The above bullets can help you measure leads coming back through Social Media. In the meantime, what can actually help boost the % Leads using social media? 5 tips are below…

  • Optimize your profile. Your profile should provide the means for customers to contact you, sign up for your newsletter, shop, contact information, YouTube channel, etc. Your profile should always include a “link back” to your business website. Make sure to “Add a link” to your bio.
  • Create clickable content. Without compelling content, you won’t collect leads (clicks). Clickable content includes social media posts. Social Media posts include clickable content such as blog posts, YouTube channel content, and call to action type of content (landing pages) that can be SHARED.
  • Use social lead ads. Call to action ads can be posted on platforms such as Facebook, Instagram, YouTube, Linkedin, etc. Your best-performing Twitter posts can be “boosted” (just like paid ads) across that platform where you can dial in demographics such as gender, age, geography, etc.
  • Share testimonials as social proof. Customer stories and testimonials can give you the social proof you need to acquire new leads. Showcasing how clients have benefited from your products and services to demonstrate your brand value. Add these stories and testimonials to your website.
  • Leverage social media sponsorships. Instead of using paid ads, you could also attract leads from the social media content that your target audience is already consuming. Consider sponsoring shows, content, and YouTube channels that are popular with your target audience.

 

Social Media Analytics for Financial Advisors in 2022

Data analytics have always been a Financial Advisor’s best friend. Social Media analytics tracks your online campaign’s progress, helps you better allocate your time, and you get to see a bigger part of the whole picture. The core of social media analytics is the actual gathering and analyzing of marketing and audience (persona) data upon which you’ll base business decisions.
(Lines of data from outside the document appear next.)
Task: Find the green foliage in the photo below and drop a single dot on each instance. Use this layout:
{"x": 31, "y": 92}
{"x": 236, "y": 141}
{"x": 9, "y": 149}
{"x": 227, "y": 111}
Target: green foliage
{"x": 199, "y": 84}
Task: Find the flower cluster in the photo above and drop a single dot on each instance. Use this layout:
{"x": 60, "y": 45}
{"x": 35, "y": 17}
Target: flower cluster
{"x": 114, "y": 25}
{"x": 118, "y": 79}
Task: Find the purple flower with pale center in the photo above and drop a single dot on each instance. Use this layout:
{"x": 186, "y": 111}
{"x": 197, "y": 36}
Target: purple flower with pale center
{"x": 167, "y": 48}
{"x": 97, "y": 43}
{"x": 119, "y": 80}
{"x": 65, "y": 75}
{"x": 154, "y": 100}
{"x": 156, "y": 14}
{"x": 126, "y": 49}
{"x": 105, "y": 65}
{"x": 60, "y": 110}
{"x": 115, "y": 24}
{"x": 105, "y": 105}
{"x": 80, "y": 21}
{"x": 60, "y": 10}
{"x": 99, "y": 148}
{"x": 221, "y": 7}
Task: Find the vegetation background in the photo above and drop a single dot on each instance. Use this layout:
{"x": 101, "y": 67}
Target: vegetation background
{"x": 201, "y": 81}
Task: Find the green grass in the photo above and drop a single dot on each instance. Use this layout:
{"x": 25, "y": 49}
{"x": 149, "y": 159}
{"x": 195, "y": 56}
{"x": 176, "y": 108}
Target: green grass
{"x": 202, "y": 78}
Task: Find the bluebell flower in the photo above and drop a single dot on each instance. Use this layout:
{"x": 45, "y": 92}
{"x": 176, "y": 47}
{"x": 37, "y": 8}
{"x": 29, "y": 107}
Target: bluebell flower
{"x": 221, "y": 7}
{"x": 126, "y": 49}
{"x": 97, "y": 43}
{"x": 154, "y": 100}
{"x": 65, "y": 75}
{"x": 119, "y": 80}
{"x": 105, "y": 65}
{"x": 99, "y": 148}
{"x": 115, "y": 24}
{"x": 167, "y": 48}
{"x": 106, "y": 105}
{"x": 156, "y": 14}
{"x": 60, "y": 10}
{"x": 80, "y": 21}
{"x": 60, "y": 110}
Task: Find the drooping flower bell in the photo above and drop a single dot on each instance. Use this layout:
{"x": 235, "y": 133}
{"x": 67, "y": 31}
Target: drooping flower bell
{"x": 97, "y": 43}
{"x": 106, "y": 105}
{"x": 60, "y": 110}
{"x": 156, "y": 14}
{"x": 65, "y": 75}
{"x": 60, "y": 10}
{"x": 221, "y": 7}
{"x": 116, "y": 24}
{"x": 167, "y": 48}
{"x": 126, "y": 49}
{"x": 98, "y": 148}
Social Media analytics are a treasure trove of “potential” client acquisition insights you can’t find anywhere else. Analytic tools such as Google Analytics, Hootsuite, Hubspot, Sprout Social, TapInfluence, Keyhole measure exactly the Social Media marketing campaign’s ROI. The takeaway from all of these tools? It’s the difference between running data-driven campaigns that result in a positive ROI versus just winging it. If your not measuring your Social Media efforts, your wasting valuable marketing time.

Data-driven Social Media insights lead to Financial Advisor prospecting ideas that lead to more efficient prospecting activities.